Unless other comparable universities made tuition free, and accepted that they would have smaller faculties, reduced missions and worse facilities because of it, why would Harvard be the first, when many more brilliant kids than they can admit are lining up to pay full freight and attend a university that they expect to offer the greatest possible number of opportunities to them? If Harvard makes tuition free for everyone, it means they can’t, for example, afford to build that cutting-edge science lab, or hire those great faculty. If your family makes under about $100k, you’ll pay very little to go to Harvard - it’s cheaper to you than many state schools because of the aid it offers - and you’ll attend a university almost without peer in terms of the academic and other opportunities it offers its undergraduates. This is the balance Harvard has chosen to strike with the resources available to it.
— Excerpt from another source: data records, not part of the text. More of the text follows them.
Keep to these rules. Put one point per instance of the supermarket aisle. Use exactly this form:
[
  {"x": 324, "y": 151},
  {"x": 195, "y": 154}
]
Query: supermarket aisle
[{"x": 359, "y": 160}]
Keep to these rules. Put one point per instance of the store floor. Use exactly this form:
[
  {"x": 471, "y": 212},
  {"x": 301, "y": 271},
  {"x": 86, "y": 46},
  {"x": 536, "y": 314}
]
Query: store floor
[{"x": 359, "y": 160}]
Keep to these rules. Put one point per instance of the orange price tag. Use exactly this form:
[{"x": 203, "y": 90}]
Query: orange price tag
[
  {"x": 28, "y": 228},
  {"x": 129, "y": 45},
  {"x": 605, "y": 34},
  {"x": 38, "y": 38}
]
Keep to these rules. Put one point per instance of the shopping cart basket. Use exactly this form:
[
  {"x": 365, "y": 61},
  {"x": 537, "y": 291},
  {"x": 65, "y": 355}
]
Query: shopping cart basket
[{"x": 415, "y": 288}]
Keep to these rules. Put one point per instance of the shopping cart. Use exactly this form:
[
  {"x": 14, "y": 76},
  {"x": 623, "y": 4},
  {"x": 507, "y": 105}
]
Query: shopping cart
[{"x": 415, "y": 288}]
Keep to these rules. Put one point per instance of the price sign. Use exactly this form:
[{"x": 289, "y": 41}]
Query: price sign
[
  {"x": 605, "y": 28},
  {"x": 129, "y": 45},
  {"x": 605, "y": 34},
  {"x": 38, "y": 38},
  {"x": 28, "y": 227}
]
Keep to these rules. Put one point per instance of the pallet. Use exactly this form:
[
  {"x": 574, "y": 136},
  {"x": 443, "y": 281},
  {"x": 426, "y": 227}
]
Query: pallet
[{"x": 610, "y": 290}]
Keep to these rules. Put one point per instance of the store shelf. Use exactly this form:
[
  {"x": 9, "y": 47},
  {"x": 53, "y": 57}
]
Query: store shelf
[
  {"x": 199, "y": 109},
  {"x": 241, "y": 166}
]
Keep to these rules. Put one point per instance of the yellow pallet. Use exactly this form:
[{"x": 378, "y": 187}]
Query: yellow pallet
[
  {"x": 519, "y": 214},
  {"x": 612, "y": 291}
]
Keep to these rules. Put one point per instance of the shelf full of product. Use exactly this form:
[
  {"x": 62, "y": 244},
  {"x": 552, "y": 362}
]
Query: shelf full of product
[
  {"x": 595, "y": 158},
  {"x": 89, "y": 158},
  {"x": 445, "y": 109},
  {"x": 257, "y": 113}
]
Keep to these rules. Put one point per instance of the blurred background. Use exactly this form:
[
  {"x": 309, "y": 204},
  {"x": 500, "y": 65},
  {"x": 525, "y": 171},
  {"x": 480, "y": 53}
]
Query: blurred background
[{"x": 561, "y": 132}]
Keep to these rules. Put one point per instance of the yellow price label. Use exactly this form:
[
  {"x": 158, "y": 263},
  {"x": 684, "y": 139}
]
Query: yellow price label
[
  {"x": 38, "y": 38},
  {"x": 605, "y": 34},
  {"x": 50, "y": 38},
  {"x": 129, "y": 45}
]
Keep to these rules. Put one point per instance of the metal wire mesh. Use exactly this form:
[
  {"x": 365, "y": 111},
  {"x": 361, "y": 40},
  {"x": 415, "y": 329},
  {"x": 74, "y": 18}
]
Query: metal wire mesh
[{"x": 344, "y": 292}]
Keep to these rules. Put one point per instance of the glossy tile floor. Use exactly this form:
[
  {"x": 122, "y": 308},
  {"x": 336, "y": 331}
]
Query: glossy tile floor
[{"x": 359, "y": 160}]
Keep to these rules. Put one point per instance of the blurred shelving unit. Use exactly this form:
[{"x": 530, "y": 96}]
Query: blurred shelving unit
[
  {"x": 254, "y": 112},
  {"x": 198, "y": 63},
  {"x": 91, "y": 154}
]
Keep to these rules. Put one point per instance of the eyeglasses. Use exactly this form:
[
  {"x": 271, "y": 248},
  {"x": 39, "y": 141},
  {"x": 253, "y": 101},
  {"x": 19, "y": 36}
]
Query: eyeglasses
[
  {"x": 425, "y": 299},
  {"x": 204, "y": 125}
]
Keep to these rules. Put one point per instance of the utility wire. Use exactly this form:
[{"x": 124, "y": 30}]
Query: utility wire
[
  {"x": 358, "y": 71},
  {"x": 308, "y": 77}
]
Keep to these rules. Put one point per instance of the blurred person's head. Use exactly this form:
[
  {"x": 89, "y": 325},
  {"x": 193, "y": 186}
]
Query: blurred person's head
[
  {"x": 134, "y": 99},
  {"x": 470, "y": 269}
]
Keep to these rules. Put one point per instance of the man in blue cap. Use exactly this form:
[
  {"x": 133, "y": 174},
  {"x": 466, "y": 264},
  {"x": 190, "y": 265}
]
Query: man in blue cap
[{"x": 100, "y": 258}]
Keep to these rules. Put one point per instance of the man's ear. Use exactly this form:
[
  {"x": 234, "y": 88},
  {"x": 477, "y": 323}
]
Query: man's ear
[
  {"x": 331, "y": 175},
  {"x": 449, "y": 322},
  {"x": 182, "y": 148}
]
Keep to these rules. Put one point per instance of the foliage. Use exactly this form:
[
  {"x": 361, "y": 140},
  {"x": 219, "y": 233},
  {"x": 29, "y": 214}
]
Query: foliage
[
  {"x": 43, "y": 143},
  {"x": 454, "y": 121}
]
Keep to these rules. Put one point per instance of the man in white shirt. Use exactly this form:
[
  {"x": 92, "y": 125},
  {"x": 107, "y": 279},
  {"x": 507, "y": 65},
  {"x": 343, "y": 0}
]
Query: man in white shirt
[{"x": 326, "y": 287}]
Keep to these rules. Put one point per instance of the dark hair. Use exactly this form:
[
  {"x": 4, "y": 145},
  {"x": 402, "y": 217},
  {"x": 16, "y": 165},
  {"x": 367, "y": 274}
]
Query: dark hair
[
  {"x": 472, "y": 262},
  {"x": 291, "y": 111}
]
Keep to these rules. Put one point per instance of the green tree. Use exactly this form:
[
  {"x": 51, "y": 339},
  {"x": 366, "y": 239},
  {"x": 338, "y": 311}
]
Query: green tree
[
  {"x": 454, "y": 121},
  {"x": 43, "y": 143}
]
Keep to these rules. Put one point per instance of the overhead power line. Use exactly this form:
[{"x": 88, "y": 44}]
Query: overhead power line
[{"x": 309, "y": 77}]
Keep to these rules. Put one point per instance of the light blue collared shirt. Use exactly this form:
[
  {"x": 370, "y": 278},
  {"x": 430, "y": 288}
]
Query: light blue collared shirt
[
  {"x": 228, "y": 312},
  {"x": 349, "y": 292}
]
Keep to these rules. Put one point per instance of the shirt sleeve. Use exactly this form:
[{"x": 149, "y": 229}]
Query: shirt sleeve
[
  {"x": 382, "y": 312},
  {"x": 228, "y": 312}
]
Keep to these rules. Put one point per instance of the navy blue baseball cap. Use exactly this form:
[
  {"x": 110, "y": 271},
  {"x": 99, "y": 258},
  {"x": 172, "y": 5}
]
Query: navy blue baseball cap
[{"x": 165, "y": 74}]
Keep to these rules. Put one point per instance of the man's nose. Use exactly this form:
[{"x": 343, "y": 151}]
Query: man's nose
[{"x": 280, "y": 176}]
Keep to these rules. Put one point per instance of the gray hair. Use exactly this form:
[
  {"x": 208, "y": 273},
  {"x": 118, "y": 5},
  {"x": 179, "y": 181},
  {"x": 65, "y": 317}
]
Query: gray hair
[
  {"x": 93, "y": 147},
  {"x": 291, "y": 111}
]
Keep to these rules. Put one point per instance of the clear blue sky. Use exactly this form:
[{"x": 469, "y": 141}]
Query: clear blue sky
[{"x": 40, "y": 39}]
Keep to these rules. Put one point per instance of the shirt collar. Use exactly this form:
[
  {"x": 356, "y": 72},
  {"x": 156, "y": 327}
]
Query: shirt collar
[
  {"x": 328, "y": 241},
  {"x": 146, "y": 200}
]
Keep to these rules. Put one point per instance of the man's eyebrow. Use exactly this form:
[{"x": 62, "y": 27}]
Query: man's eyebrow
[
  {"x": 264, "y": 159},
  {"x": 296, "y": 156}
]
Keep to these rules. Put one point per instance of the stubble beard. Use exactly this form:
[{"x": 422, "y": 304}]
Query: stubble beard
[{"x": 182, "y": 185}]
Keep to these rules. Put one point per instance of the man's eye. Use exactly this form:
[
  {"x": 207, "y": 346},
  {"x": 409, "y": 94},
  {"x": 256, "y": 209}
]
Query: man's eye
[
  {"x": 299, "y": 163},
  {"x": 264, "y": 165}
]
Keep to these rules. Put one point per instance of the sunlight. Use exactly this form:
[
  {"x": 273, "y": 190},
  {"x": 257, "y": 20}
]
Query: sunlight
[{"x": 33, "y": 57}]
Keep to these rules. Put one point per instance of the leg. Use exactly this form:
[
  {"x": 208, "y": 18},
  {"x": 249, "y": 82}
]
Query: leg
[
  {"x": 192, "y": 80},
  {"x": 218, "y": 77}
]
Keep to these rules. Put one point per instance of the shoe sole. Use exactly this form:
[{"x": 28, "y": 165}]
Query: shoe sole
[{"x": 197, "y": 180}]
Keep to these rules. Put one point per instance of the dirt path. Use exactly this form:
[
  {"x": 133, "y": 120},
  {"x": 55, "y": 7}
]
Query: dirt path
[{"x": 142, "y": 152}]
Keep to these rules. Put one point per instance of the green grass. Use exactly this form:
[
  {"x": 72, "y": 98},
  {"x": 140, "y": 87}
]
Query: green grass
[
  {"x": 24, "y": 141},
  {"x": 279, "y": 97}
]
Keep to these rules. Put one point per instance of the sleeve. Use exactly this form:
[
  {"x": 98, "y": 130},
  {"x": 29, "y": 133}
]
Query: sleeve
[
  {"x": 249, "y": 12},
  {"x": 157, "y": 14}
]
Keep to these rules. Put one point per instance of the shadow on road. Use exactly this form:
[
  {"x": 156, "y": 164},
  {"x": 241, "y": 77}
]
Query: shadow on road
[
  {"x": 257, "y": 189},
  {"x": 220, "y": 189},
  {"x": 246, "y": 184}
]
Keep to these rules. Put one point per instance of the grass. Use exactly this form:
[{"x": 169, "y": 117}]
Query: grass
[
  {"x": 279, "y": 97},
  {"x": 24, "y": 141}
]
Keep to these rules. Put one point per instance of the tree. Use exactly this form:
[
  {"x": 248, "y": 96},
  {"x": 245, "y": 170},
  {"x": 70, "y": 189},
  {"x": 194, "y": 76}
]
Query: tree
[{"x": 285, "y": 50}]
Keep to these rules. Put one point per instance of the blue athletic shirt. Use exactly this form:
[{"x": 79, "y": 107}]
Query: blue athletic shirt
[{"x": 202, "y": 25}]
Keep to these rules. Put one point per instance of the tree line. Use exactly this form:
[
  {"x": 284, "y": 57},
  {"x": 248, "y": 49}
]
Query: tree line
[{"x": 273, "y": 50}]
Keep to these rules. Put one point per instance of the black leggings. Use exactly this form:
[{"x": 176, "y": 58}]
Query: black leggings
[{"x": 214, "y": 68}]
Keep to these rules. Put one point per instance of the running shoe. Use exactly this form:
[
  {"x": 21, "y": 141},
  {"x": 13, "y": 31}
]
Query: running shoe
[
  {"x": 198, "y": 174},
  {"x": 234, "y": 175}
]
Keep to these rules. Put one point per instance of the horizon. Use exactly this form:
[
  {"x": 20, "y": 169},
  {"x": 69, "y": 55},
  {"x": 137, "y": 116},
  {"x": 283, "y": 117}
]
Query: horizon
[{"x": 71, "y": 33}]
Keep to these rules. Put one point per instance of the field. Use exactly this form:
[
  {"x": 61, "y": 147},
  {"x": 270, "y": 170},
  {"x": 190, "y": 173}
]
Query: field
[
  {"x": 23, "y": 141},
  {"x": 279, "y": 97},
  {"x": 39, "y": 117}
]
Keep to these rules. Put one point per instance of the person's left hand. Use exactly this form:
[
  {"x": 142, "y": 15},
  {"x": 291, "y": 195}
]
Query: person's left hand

When the financial crisis hit, Harvard’s endowment fell substantially in value, meaning that the income available from it to support the operating budget was significantly reduced, and major budget cuts had to be made across the board, affecting everything from faculty appointments to hot breakfasts. The academic complex the university had planned to build across the river in Allston had to be left as a parking lot and only recently has the situation stabilized sufficiently (in part because of large gifts received) for them to restart it. The Faculty of Arts and Sciences (which includes Harvard College) still runs at a deficit, subsidized by other parts of the university. Nothing is free.
@Iglooo - by your argument, the richest universities (which happen to be the best-regarded while being among the cheapest to attend for their poorest students, as noted above), should be taxed on the gifts they receive and consequently prevented from offering the best education they can…because you say so. I would like Harvard to continue to be the best university it can be, so I disagree.